Nor can we perceive that the objects of this association, whatever they may have been, were to be attained by criminal means. The means which they proposed to employ, as averred in this count, and which, as we are now to presume, were established by the proof, were, that they would not work for a person, who, after due notice, should employ a journeyman not a member of their society. Supposing the object of the association to be laudable and lawful, or at least not unlawful, are these means criminal? The case supposes that these persons are not bound by contract, but free to work for whom they please, or not to work, if they so prefer. On this state of things, we cannot perceive, that it is criminal for men to agree together to exercise their own acknowledged rights, in such a manner as best to subserve their own interests.
Suppose a baker in a small village had the exclusive custom of his neighborhood and was making large profits by the sale of his bread.
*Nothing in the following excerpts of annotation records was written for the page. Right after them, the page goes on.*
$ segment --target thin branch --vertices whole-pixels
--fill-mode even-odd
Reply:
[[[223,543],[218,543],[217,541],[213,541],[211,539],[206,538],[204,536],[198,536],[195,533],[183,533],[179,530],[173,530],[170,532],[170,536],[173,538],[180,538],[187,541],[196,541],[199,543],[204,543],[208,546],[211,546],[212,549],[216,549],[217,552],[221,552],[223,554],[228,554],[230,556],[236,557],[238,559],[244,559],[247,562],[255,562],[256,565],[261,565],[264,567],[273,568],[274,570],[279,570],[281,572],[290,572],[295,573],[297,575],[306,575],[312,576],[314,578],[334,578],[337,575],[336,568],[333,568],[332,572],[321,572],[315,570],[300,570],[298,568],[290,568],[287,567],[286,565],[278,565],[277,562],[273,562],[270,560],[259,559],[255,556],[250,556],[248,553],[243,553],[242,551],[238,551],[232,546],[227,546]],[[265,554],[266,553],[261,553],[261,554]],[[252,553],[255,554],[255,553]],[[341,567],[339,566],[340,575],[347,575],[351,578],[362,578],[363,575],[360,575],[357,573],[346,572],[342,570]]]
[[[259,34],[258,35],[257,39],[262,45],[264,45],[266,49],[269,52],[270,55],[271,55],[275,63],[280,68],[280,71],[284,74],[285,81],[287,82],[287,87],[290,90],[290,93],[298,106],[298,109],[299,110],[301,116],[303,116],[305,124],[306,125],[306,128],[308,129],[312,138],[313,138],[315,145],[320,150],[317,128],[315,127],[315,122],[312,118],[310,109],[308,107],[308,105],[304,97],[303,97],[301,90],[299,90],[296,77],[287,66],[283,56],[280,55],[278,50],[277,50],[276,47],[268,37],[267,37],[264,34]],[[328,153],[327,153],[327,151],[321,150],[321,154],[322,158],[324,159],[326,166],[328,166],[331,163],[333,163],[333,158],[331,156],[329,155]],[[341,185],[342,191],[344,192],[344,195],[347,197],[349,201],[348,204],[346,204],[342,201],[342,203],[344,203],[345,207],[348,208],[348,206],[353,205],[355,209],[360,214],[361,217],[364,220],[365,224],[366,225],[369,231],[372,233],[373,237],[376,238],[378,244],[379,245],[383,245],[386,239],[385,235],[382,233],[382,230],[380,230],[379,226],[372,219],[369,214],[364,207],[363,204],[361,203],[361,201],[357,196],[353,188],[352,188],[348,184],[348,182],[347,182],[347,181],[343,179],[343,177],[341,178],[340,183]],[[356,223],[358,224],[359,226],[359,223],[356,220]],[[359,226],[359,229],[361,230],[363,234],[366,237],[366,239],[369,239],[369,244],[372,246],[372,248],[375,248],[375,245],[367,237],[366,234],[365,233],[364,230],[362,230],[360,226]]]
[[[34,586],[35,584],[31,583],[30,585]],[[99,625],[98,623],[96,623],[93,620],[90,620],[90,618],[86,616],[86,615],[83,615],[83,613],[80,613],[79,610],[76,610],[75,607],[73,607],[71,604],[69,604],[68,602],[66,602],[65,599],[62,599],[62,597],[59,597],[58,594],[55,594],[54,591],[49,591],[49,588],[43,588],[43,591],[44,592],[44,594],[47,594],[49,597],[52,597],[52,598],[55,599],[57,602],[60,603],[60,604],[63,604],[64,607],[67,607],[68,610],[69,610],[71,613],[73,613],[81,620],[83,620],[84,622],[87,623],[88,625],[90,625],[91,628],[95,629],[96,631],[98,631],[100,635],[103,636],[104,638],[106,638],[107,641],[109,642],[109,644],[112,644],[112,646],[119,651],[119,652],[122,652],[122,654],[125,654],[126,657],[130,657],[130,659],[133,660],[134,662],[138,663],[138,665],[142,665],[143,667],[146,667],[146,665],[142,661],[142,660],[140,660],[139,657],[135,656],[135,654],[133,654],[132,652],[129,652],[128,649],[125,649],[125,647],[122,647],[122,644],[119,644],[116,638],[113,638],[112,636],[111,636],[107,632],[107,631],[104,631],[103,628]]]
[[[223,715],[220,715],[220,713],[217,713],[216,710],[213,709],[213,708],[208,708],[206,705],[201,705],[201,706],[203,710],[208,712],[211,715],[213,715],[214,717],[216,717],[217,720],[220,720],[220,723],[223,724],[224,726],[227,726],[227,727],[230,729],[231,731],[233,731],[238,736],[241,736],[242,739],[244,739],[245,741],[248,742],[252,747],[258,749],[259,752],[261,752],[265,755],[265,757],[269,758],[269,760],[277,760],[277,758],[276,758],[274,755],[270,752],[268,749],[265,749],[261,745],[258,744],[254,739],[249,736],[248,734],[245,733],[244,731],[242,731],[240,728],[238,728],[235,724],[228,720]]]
Supposing a number of those neighbors, believing the price of his bread is too high, should propose to him to reduce his prices, or if he did not, that they would introduce another baker; and on his refusal, such other baker should, under their encouragement, set up a rival establishment, and sell his bread at lower process; the effect would be to diminish the profit of the former baker, and to the same extent to impoverish him. Though the ultimate and laudable object of the combination was to reduce the cost of bread to themselves and their neighbors. The same thing may be said of all competition in every branch of trade and industry; and yet it is through that competition that the best interests of trade and industry are promoted. It is scarcely necessary to allude to the familiar instances of opposition lines of conveyance, rival hotels, and the thousand other instances, where each strives to gain custom to himself, by which he may lessen the price of commodities, and thereby diminish the profits of others.
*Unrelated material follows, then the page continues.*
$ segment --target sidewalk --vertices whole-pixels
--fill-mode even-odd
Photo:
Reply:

We think, therefore, that associations may be entered into, the object of which is to adopt measures that may have a tendency to impoverish another, that is, to diminish his gains and profits, and yet so fat from being criminal or unlawful. The object may be highly meritorious and public spirited. The legality of such an association will therefore depend upon the means to be used for its accomplishment. If it is to be carried into effect by fair or honorable and lawful means, it is, to say the least, innocent; if by falsehood or force, it may be stamped out with the character of conspiracy. REVERSED.

Case Questions:
1. Why do you think it was necessary to dissolve the relationship between criminal conspiracy and the labor movement? What was the relationship given by the court between criminal acts and employees’ rights to control their environment at work?
2. Why do you think the court found that there was some good in organizing to affect the employer’s policies? Explain.
3. Do you agree with the court’s analysis in this case? Explain.